On Fri, 29 Jun 2018 at 03:56, Rene Rivera via Boost
On Thu, Jun 28, 2018 at 9:11 PM Peter Dimov via Boost
wrote: Rene Rivera wrote:
On Thu, Jun 28, 2018 at 4:40 PM Peter Dimov via Boost
wrote: To detect the actual libstdc++ version, you should use the Boost.Config macro, as it's generally more reliable.
Why is it more reliable?
__GLIBCXX__ is a date, which is not very useful for determining the version.
Which is what Predef uses. And also uses __GLIBCPP__ as fallback. But, yes they are dates, as that's the only real indicator of *only* libstdc++ I knew of.

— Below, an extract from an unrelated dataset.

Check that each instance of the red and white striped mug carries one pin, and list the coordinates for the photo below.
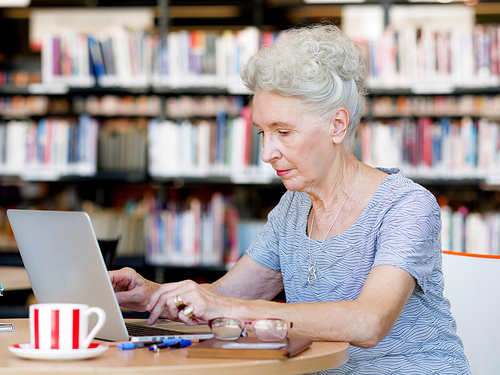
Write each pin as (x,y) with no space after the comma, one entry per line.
(63,325)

There's _GLIBCXX_RELEASE but that's only for 7 and up. Config uses
Hm, hadn't kept up on that. I'll have to add that if available.
See https://gcc.gnu.org/onlinedocs/libstdc++/manual/using_macros.html which also has a link to https://gcc.gnu.org/onlinedocs/libstdc++/manual/abi.html#abi.versioning.__GL... explaining why the __GLIBCXX__ and __GLIBCPP__ macros are useless for determining the version.
__has_include to detect the version under Clang,
How would __has_include help?
By checking for the presence of a header that was added in a
particular version. If
__GNUC__ under g++.
But that's the g++ version, not the lib version.
When you're using g++ the lib version *is* the g++ version. Using older or newer versions of libstdc++ with g++ is not supported, you have to use the bundled one. So when compiling with g++ the compiler version and the library version are the same.